If I didn’t clamp the work piece and backer tight enough they would move mid-cut. If I cranked the clamp too tight the work piece would not sit flat against the table. So after a quick trip for my local woodcraft store (an hour away) I returned with a few toggle clamps and devised a more robust coping sled:










The outside two clamps hold the work piece and the center one holds a backer. I set up one of my feather boards as a stop and run a few tests:










After a few tweaks to the bit height (the micro adjust of the 1617 worked great for this) the 1st part of the tenon is cut:










After passing all 12 rails at the same height I proceed to cutting the other side of the tenon. Since this bit only has a 5/32” kerf it takes a few passes. But the results are worth it and the sled produces repeatable results.

Here’s the bottom rail with a completed tenon:










A test fit is looking good:










So the rest of the rails get cut in the same fashion. 

Here’s a middle rail all cut up:










And the fit:










And the top rail (note the extra grove for the top panel):










And the fit:










The last cut needed is a rabbet for the ½” MDF bottom. After a few passes with the same slot cutter and same fence setting I have a ¼” x ½” rabbet in the bottom rails:










A quick mock up shows the ½” MDF should fit nicely:










Next I cut the ply panels on my not so accurate table saw. The good news is I don’t need too much precision. I cut the panels ¼” smaller on both sides for 1/16” wiggle room on all 4 sides. A quick dry fit of a panel shows everything goes together square:










So I break out the Titebond III and clamps and get to it:


----------



## Nickbee (Nov 1, 2007)

After the 1st clamps come off the joints are looking good:










So I keep going gluing up the bottom panels 1st all the way around.

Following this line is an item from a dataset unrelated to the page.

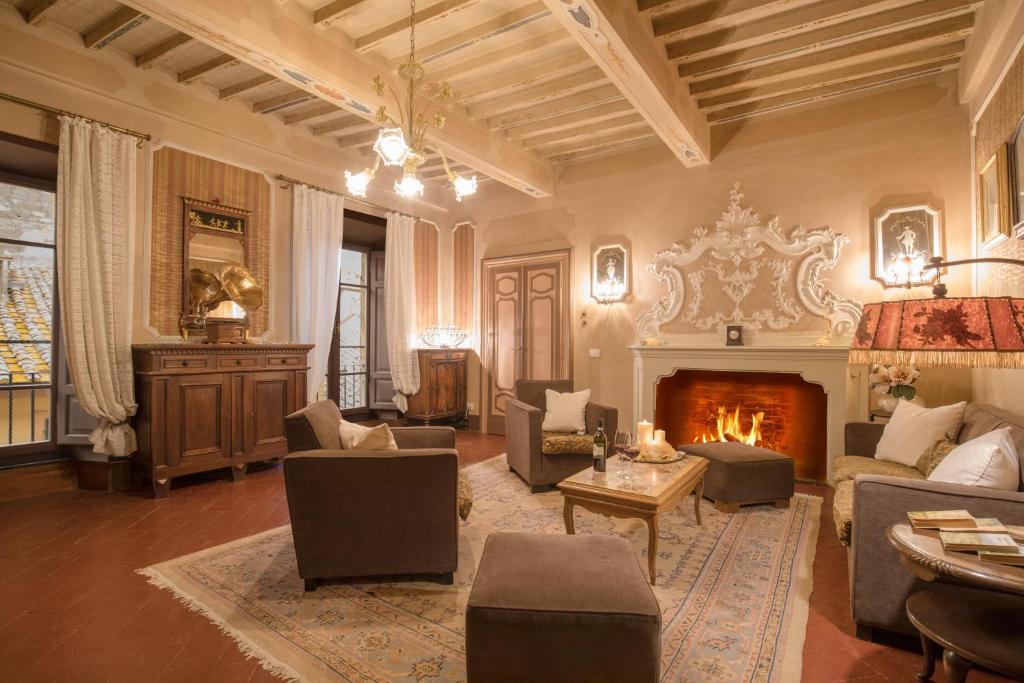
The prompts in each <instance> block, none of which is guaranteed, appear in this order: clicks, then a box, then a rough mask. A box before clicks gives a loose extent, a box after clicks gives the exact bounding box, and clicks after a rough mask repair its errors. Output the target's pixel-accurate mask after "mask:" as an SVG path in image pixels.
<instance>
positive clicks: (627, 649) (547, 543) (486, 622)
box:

The top rails are installed dry to help line everything up:










I’m amazed at how square everything falls into place. Here’s a pic of the final side panel getting glued in:










Here’s a shot of an inside bottom corner:










After all the side panels are in place the top rails and panel go on last. But here’s a slight flaw of this design. Because of how the top panel sits in the groves of the rails a small notch will have to be cut away in each corner before final assembly:










For this I use a fine tooth jig saw:










After a few swipes of a sandpaper the “design flaw” is fixed:










Before the top gets placed on the stand a ½” MDF doubler gets glued to the underside of the top ply panel for support. 










The top rails / panel get tapped in and clamped:










After the clamps come off the tops joints (the only visible joints) are looking good. Even though there is some dried glue on them. Nothing a little sandpaper can’t take care of a bit later:










Here are a few pics of all the panels glued in:



















Next the MDF bottom gets cut to fit in the bottom rabbets:










Note the notches cut with the same slot cutter I used for the rest of this project. 

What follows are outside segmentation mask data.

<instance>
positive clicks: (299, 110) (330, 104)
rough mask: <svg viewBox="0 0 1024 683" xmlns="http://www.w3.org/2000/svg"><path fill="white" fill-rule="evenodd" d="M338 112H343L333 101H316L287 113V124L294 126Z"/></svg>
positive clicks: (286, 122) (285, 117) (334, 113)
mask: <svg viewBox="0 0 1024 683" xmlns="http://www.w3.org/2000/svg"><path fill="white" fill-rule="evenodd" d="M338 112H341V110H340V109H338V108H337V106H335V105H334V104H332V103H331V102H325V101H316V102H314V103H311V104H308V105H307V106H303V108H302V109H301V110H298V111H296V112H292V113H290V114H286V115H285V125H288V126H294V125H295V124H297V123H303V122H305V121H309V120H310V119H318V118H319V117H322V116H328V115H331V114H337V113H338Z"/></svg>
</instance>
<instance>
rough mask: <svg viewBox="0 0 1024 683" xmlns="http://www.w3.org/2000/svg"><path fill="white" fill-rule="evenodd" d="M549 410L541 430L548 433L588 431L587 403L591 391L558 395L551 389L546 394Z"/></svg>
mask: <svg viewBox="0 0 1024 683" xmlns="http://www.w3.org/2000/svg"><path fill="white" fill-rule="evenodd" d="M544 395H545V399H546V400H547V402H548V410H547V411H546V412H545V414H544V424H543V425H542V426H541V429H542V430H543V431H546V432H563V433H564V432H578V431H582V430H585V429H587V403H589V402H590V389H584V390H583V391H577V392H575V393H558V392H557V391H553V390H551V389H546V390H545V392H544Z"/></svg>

After varnishing the bottom will be covered with cork shelf liner to protect the floor from scratches.

Now it’s time to sand. Since I don’t trust myself with power sanders near that thin walnut veneer I stick with my hand sanders. The good thing is my aluminum blocks span both stiles. This should keep the faces square as I sand. I start with 150 and finish with 220 grit:


----------



## Nickbee (Nov 1, 2007)

The joints blend together nicely with just a little sanding:



















Now we are ready for finishing. The 1st step is a coat of General Finish’s Seal A Cell:

This pops out the grain of the walnut nicely:










That’s followed up by 5 coats of General Finish’s wipe on gloss poly. Between each coat the stand gets a light pass with a grey scotch brite pad to remove any dust nibs. A quick tack-cloth wipe removes all the dust before applying the next coat. After the 5th coat of gloss poly the stand is looking, well, glossy:










The final coat is General Finish’s wipe on semi gloss poly. That’s more like it:










After the final coat cures for a few days the final step is a steel wool and wax buff:

The final finish is smooth and pleasing to the touch / eye:


















The finial step is to glue the cork shelf liner to the bottom. 










And here it is all done and in action:










Now we just need to get a nicer pot to go with the stand / plant…


----------



## hands made for wood (Nov 2, 2007)

wow! very nice I like what it looks like with the finish


----------



## asherad (Jan 2, 2008)

That's unbelievable... wow. Awesome joinery, very impressive.


----------



## aclose (Nov 11, 2007)

excellent job & excellent walk-through! :thumbsup:


----------



## joesdad (Nov 1, 2007)

Taking your time paid off nicely. I felt like I was reading a suspense novel though, and was hoping at the very end you weren't going to paint the poplar after all that nice joinery.


----------



## osweezea (Oct 16, 2007)

Very nice. I like al of the planning that was obviously done before the actual hands on part of the project began. You did great with the tools you had.


----------



## Nickbee (Nov 1, 2007)

Thanks! 

This project was really about testing the capabilities and accuracy of the new router table set up. So far so good!


----------